I like that idea a lot. I need to work on my sharpening fundamentals far more than I need to try and get a very fine edge on any of my knives.


----------



## Grunt173 (Jan 8, 2019)

And a wet micro cloth towel laid over a piece of pine 2x4 makes a great stone holder and a length of 2x4 that fits across your sink with two smaller 2x4's screwed into place to lock it in also make a very good sink bridge.There,now you can get two stones.Lot a ways to skin a cat.I can't believe I said that.Look at my avatar.


----------



## Knived (Jan 8, 2019)

I have too many synthetic whetstone laying around my house and obviously I did try more than half of Japanese synthetic whetstone available out there. For all around sharpening for beginners and novice from other Japanese chef knife forum member, I usually recommend chosera 400, shapton kuromakuru 1000, arashiyama 6000. 
Those are proven to be best choices for other forum members(20k members still counting...)
I did start making those list for who want to learn sharpening and there is more than 2000 members very satisfied with that whetstone combination.


----------



## Grunt173 (Jan 8, 2019)

And then we have the Bester 1200 and the Rika 5k which also filled the ranks of best buys when I started sharpening and needed suggestions.


----------



## AT5760 (Feb 20, 2019)

Update: Got my SP1K and spent some time with my Tanaka B2 on it a couple weeks ago. Life has been crazy and the kids have been sick, so I haven’t been had much chance to use it since. 

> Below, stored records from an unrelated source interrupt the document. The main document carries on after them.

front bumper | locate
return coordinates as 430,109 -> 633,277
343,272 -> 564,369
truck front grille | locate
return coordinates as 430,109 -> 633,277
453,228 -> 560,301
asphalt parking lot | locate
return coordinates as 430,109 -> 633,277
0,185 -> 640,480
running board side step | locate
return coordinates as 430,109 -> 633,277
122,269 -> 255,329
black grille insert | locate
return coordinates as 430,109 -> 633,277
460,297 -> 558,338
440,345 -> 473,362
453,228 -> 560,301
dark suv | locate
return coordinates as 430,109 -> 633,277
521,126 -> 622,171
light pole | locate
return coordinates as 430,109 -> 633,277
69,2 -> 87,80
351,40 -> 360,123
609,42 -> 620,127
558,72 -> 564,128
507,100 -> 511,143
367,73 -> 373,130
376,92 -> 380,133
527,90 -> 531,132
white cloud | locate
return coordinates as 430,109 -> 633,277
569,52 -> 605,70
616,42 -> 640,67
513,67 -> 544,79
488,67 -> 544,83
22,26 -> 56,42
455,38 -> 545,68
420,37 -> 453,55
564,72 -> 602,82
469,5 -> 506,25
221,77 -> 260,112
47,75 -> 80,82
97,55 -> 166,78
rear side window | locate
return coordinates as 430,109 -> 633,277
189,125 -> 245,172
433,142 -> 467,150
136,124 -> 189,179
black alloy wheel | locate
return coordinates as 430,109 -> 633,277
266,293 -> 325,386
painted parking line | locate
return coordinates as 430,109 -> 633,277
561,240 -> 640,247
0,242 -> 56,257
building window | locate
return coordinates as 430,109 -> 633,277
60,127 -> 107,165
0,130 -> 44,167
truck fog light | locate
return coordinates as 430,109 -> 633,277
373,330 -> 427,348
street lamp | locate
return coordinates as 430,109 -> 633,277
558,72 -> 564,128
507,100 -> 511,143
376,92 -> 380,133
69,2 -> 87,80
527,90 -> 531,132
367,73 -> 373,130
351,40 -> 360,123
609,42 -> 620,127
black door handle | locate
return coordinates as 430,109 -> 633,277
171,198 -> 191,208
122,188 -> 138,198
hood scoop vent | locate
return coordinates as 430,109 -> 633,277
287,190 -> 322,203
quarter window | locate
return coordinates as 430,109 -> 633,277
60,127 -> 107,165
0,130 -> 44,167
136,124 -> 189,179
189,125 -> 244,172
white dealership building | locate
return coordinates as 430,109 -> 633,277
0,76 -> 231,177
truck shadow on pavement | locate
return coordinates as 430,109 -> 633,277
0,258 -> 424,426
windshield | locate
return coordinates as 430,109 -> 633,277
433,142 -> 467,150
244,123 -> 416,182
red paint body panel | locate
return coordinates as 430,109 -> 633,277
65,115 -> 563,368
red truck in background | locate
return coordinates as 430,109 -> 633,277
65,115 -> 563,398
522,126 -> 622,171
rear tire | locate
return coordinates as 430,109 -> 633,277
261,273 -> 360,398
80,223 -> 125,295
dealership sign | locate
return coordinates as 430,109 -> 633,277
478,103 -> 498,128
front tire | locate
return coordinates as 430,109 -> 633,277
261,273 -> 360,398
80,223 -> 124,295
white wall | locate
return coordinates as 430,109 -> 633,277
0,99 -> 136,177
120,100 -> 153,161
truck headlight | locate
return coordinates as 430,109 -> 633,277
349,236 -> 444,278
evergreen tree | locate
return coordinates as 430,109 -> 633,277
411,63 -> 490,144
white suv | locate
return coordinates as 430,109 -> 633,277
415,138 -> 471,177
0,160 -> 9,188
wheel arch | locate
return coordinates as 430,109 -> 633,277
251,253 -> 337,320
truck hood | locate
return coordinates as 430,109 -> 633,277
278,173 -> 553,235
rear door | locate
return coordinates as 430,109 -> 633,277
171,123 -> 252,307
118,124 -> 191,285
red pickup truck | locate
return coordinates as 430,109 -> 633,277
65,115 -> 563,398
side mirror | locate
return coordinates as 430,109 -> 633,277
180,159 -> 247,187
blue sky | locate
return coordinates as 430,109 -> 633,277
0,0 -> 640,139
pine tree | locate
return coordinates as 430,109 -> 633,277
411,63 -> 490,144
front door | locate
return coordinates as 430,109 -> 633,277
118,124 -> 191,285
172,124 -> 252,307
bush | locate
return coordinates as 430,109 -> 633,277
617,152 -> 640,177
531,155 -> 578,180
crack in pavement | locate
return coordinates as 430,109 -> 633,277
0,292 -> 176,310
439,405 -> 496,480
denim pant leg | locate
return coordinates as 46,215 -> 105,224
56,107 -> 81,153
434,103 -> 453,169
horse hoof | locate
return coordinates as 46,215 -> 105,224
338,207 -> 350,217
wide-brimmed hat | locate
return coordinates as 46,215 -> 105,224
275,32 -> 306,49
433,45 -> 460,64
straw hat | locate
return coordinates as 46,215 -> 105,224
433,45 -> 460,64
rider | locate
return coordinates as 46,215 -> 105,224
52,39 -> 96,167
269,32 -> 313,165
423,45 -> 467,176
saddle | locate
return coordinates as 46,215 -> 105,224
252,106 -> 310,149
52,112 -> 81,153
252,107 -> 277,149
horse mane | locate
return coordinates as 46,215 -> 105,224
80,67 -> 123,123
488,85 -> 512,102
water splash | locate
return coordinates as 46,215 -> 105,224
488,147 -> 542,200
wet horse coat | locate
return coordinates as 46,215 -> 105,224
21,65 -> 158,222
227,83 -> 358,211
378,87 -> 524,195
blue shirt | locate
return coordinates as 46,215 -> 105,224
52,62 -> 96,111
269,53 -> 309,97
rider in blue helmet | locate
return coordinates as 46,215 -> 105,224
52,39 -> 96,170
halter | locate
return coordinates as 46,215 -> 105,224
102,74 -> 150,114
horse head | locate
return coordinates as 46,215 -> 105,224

Today I killed some shallots and saw some improvement from the OOTB finish. Then while drying it after cleaning, I barely nicked my fingertip on the heel. Lots of blood, no pain. Guess it’s decently sharp.


----------



## Foltest (Mar 8, 2019)

bester 1K and rika 5K. They both have superb feedback, which should be your number one issue when you learn how to sharpen.


----------



## Marcelo Amaral (Mar 9, 2019)

Matus said:


> If you are on a budget, than I wiukd get a Shapton Pro 1k and then maybe Rika or Shapton 5k. The 1k is actually about as fast if not faster than JNS300. You will only need a coarser stone than the Shapton Pro 1k if you need to do a larger repair, in that case get a Bester 220 or similar.
> 
> Edit: only start thinking of natural stones once you will get enough experience with synthetic stones.



Just a reminder: JNS300 would not be my main stone for thinning as it might not be among the fastest, but i really like it to set the bevel on stainless or to do minor repair work. It takes about a minute to reset the bevel on a big Harner cpm154. It also dishes slowly (as King Deluxe 300 also does) and it is splah and go. Works well for crappy stainless too.

If your goal is to get the fastest stone and money is not the main concern, i would also suggest JKI's 1K diamond, it is probably the best i've seen for really hard to sharpen carbon steels. https://www.japaneseknifeimports.com/collections/sharpening-supplies/products/diamond-1000-stone-kit

@Matus: just ordered a Shapton Pro 1k to compare it with JNS300, your comment raised curiosity on my part regarding this stone.


----------



## Matus (Mar 9, 2019)

@Marcelo Amaral the JNS300 is indeed not the right stone for heavy thinning, but its slow wear makes it a nice stone for a little mor critical work (fixing a shinogi line and such) I am curious about your opinion on the SP1k


----------



## PalmRoyale (Mar 9, 2019)

Most people here balk at it for sharpening knives but I would seriously consider an Atoma 1200 for your Henckels and Wusthofs. Finish with very light trailing strokes and you will have a nice aggressive edge that will slice through anything.


----------